Nacido en Boston, de familia muy humilde en la que su padre, aquejado de una enfermedad crónica, aportó a la casa una mínima pensión por invalidez hasta que, cuando él aún era un adolescente, falleció. Su madre trabajó día y noche en una lavandería para sacar adelante a sus dos hijos. Unas extraordinarias calificaciones le abrieron paso para estudiar becado en la Universidad de Harvard, donde realizó su carrera universitaria en Económicas. Tras dos años de prácticas realizó un MBA en la Wharton School de la Universidad de Pennsylvania. Entró sin dificultad en Goldstein Investment Bank y, contrariamente a lo que es habitual en Wall Street, nunca cambió de empresa. Conocía bien todos los negocios del considerado banco de inversiones más selecto y poderoso del mundo, con intereses en todo el planeta. Admirado por todos, Bill representaba perfectamente el sueño americano.

Vivía en Greenwich, el barrio residencial más famoso y caro por metro cuadrado de Connecticut, en una mansión estilo Tudor clásico pero construida en realidad, con todo lujo de detalles, hacía dos años. Disponía de diez habitaciones, en la mayoría de las cuales Bill nunca había entrado. Estaba valorada en veinte millones de dólares. Felizmente casado y con tres hijos, disfrutaba de una reputación envidiable en su vecindad. Ejercía de hombre encantador con una exquisita educación. Era el mayor donante de las asociaciones benéficas del condado con las que colaboraban muchas de las esposas de sus vecinos. Valiéndose así del aprecio de ellas y de sus maridos, si se hubiera presentado a un puesto de responsabilidad política le habrían votado masivamente.

El traslado a Manhattan lo realizaba acompañado de Sebastian, su fiel chófer. Le venía a buscar cada mañana en una limusina Cadillac negra, lujosamente equipada y preparada para transportar a clientes de lo más selecto, en la que podía trabajar cómodamente.

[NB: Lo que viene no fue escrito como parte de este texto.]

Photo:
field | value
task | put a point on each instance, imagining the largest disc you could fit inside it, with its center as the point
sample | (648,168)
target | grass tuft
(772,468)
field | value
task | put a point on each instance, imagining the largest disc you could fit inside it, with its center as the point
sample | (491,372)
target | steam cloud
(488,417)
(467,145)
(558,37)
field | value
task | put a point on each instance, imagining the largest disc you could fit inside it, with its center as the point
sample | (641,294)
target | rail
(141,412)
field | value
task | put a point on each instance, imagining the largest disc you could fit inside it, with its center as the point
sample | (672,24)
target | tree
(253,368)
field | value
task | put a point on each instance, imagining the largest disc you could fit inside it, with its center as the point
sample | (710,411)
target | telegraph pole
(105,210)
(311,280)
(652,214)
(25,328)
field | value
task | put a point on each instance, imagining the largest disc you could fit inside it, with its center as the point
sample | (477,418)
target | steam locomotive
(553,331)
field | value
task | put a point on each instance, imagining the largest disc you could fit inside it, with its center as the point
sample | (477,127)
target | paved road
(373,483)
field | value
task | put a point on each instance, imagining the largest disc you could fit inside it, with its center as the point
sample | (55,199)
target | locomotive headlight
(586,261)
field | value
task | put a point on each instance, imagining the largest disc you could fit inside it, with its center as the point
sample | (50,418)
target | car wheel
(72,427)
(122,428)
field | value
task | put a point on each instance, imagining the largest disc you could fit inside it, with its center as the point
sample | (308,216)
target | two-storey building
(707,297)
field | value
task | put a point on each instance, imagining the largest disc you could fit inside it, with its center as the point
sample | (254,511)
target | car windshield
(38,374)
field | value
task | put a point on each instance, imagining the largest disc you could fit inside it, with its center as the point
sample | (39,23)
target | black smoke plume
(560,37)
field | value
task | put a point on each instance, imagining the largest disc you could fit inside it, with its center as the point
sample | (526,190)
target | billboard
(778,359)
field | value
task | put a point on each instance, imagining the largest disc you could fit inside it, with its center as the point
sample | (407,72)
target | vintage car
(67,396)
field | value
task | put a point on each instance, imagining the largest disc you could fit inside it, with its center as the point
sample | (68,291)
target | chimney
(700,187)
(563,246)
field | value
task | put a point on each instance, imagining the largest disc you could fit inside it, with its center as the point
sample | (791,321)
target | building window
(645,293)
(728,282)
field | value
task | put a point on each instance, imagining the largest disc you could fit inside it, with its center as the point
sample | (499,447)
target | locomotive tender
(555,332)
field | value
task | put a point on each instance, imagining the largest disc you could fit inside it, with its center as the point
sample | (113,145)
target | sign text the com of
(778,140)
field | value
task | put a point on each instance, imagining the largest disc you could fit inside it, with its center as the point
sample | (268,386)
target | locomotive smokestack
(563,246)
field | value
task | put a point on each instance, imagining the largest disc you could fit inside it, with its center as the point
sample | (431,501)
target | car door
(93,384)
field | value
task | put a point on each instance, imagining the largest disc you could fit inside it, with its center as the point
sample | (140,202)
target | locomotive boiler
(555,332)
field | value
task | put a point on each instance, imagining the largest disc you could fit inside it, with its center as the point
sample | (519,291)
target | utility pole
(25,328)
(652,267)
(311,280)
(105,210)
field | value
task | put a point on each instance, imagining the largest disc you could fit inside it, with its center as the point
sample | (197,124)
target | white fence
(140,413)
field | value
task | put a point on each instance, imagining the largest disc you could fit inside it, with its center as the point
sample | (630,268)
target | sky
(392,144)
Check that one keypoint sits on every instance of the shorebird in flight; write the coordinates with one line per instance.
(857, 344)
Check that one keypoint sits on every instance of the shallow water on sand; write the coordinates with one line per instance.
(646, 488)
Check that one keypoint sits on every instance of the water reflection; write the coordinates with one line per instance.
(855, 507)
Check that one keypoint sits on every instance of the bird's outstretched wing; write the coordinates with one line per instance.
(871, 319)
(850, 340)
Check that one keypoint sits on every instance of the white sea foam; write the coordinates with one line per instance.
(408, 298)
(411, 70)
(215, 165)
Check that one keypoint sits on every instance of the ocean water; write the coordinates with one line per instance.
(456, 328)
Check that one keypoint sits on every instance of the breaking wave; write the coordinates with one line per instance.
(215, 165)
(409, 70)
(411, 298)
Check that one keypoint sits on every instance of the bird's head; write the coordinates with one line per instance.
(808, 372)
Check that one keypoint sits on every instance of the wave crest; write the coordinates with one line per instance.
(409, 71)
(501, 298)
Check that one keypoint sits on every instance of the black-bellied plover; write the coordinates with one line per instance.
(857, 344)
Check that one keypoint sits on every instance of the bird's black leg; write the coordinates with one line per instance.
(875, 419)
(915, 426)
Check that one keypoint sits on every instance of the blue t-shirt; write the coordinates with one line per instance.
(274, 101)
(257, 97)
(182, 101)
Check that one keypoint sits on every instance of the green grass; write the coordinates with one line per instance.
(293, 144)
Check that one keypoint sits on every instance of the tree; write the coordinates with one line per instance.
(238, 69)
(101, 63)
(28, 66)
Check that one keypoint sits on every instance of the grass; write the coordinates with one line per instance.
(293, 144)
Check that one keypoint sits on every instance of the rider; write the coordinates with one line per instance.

Sin embargo, en determinados lugares del trayecto perdía la cobertura de su móvil, así que una buena mañana comunicó a su asistente que le buscara un servicio de helicóptero para desplazarse a la oficina. El helipuerto estaba a solo unas millas de su mansión. El servicio de alquiler de helicópteros le ofrecía como parte del trayecto la recogida en casa y el transporte hasta el aeródromo, pero para Bill eso de viajar en un coche con un chófer desconocido no era una opción digna de consideración. Así pues, el sufrido Sebastian recorría todos los días los cuarenta y cinco kilómetros desde el Bronx, donde residía, hasta Greenwich, para llevarle de su hogar al lugar de despegue, y a continuación se volvía solo a Manhattan. El coste en transporte por aire superaba los ochocientos dólares por trayecto, pero esa cifra era irrelevante comparada con los beneficios anuales de Goldstein Investment Bank, nadie cuestionaba a Bill Parker esos pequeños privilegios. ¿Qué suponía ese dinero comparado con los cuatro millones de dólares de salario fijo más los ochenta millones de bonus anual que ingresaba en un año estándar?

Bill podía permitirse esos y muchos más privilegios; por algo era conocido en Wall Street como The boss.